En steeds was er de vraag: waar gaat heterovriendschap over in homoliefde? "Dat is niet altijd goed vast te stellen", zegt Peppelenbos. "We hebben gedichten van Piet Paaltjens opgenomen waarbij die vraag zich opdringt. En ik kwam een prachtig gedicht tegen over vriendschap van Erik Menkveld. Bleek het tussen en man en vrouw te spelen." Joosten: "En bij Astrid Roemer was de 'zij' ineens een moeder."

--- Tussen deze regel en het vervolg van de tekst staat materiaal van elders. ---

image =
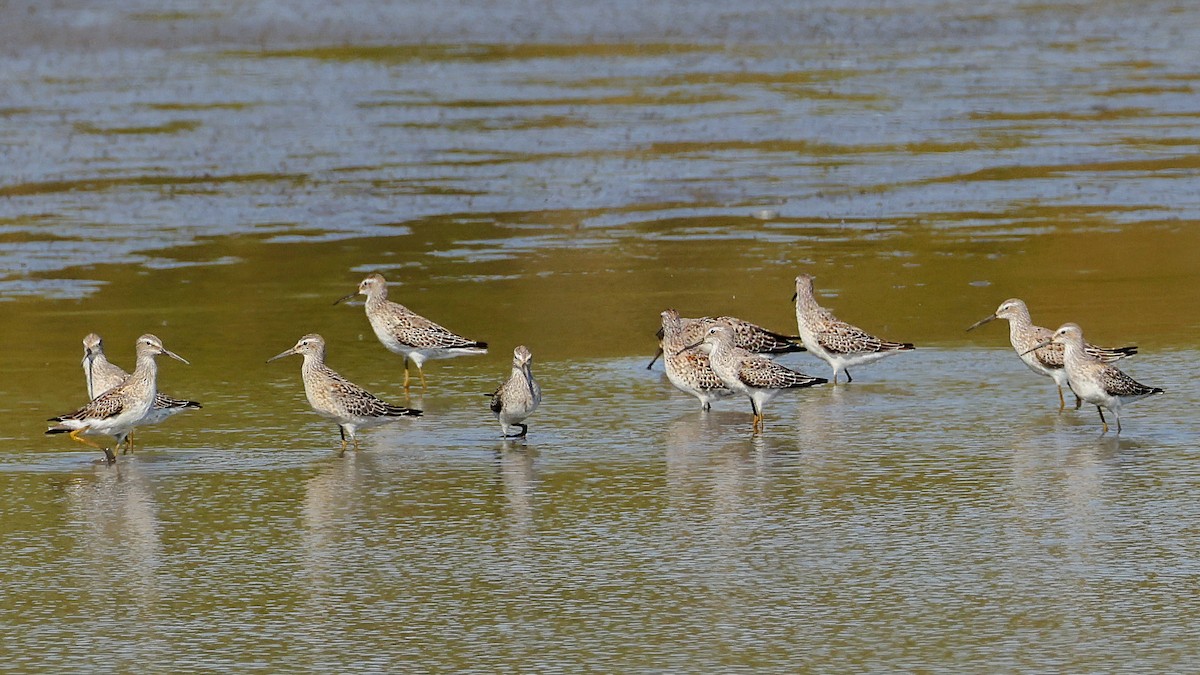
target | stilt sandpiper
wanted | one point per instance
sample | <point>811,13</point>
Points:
<point>753,375</point>
<point>119,410</point>
<point>834,341</point>
<point>1099,383</point>
<point>407,333</point>
<point>747,335</point>
<point>336,398</point>
<point>689,370</point>
<point>1048,360</point>
<point>102,375</point>
<point>519,396</point>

Nog zoiets: humor onder homo's. Vooral onder de vrouwendichters leidde het tot discussie. Peppelenbos: "Daar werd opvallend moeilijk gedaan over de gedichten die we wilden selecteren." Joosten: "Zelfs op de titel van de vrouwenbloemlezing kwam commentaar: veel te zacht. Maar Twee potten en een lelijk kind en De Dijk van Marijke Boon moesten er in. Net als Hé kleine pot van Margreet Dolman."

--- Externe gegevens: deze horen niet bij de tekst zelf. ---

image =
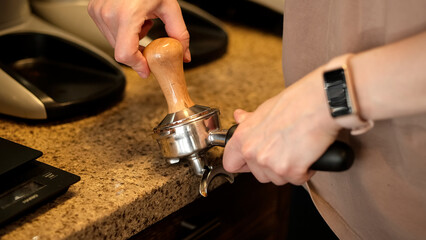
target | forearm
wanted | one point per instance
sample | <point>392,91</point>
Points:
<point>390,81</point>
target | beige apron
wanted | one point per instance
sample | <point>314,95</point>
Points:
<point>383,196</point>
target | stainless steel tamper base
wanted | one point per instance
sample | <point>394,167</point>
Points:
<point>188,134</point>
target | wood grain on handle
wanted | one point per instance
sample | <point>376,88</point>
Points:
<point>165,60</point>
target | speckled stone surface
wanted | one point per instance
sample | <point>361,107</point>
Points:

Hun bloemlezingen bieden hoogtepunten en introducties, benadrukken de samenstellers. Zonder de claim volledig te zijn. Met naast grote namen (Lodeizen, De Mérode, Boutens, De Waard, Burnier, Gerhardt) een aantal nieuwe uit het verleden. Zoals bij de vrouwen Cor Klinkenbijl en Christine Meyling en bij de mannen Willem Arondéus en L. Ali Cohen.
Zacht gezicht aan zacht gezicht is de eerste bloemlezing in zijn soort. Hij zag een kameraad in je is een actueel overzicht na een lange periode van stilte. Is homoseksualiteit nog wel een levend thema in de literatuur? Peppelenbos: "Niet voor iedereen. Voor Gerbrand Bakker is het zo vanzelfsprekend dat sommige mensen er overheen lezen. Er is veel meer acceptatie. Maar het viel niet mee om heel jonge dichters te vinden."
Hoewel internet het homoleven op veel punten comfortabeler heeft gemaakt, is de functie die homopoëzie kan vervullen er niet minder om. "Vanwege de herkenning. Bij mij ging dat in het begin via het proza. Ik was er vroeg bij met Arendsoog en Witte Veder", zegt Peppelenbos. "Bij mij ging het via Blaman en Burnier", zegt Joosten. "Ik was al wat ouder. Maar voor de herkenning is het lezen zeer belangrijk geweest."
Bloemlezingen
Hij zag een kameraad in je en Zacht gezicht aan zacht gezicht van Corrie Joosten en Coen Peppelenbos zijn verschenen bij uitgeverij kleine Uil. Prijs per deel 15 euro.